Why must we scale data as part of the data preprocessing steps for k-means clustering?
iv. What additional data preprocessing steps (if any) did you need to execute? Include the command(s) and output screenshot below.
c. K-Means Clustering - Running the Method (Hint: Record your results with k=4 in the table in part f):
i. Run ‘set.seed(12345)' and then run the kmeans method with k=4 and store the output to a variable named ‘kc'. Include the command, output screenshot, and discuss the input parameters you used.
ii. Enter ‘kc' at the prompt. Provide the output below and then answer the following questions:
How many instances are in each cluster?
What information does the cluster means section provide and how were those numbers obtained?
What is the clustering vector?
What is the sum of squares by clusters and what does it mean?
iii. Run the ‘kc$iter' command. Include the command, output screenshot, and explain what the output shows.
d. K-Means Clustering-Evaluate the Model:
i. Build the cross-tabulation to compare how the method clustered the vehicles from ‘myvehicle' to the actual vehicle class from your original import. Include the command, output screenshot, and answer the following questions:
What is the dominant vehicle class in each cluster?
What is the dominant cluster for each vehicle class?
What percentage of vehicles were clustered in agreement with the actual class?
e. K-Means Clustering - Cluster Visualization:
i. Run the ‘clusplot(kc)' function to visualize your model. Modify the plot appearance to make your visualization clear and easy to interpret. Unlike previous exercises, your visualization will now be evaluated on clarity and aesthetics in addition to the standard command, output, and interpretation evaluation. Include the full command, output screenshot (zoomed in), and a one-paragraph, masters-level response with your interpretation of your plot.

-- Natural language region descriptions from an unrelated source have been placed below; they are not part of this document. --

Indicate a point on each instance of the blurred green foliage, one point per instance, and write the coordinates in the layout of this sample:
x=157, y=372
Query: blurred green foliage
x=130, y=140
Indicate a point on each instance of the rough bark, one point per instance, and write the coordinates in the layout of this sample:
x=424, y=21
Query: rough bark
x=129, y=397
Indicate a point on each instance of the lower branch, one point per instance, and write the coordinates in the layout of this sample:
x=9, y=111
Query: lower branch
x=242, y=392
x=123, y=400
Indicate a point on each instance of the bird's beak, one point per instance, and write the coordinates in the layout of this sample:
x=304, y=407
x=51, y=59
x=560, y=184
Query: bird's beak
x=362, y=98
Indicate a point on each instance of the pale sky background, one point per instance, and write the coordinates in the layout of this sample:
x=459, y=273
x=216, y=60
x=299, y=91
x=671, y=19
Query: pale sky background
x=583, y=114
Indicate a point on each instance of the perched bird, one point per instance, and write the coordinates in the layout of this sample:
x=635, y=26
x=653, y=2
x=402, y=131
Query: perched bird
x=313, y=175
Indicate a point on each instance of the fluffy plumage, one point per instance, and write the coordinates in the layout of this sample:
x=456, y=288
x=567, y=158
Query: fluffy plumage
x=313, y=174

(Hint: Your interpretation should discuss all of the visualized clusters and should begin to address specific observations (data points) within each that warrant discussion.)
f. K-Means Clustering - Experiment with Different K Values (3 Runs Summarized):
i. Completely fill in the table below documenting the results of your experimentation with modifying the k value. You may use any k value other than 4 that is greater than 0. You do not need to provide any commands or output screenshots in this report. However, you will be evaluated on these commands being present in your R script!
k= Number of Instances in Each Cluster Between Clusters Sum of Squares Within Clusters Sum of Squares Number of Iterations.
ii. What effect do you observe that modifying the k values has on the method results? Provide a one-paragraph, masters-level response below:
iii. What is an ideal value of k for the Vehicle Silhouettes data? This is a subjective and open-ended question. Challenge yourself and come up with a creative and well-supported answer for which value you believe is ideal. Provide a one-paragraph, masters-level response below:
i. What differences between k-means clustering and classification methods did you observe? Provide a one-paragraph, masters-level response.
ii. (Not graded) Which part of this exercise did you find the most challenging and what steps did you take to resolve the challenge?
Format your assignment according to the following formatting requirements:
1. The answer should be typed, double spaced, using Times New Roman font (size 12), with one-inch margins on all sides.
2. The response also includes a cover page containing the title of the assignment, the student's name, the course title, and the date. The cover page is not included in the required page length.
3. Also include a reference page. The Citations and references should follow APA format. The reference page is not included in the required page length.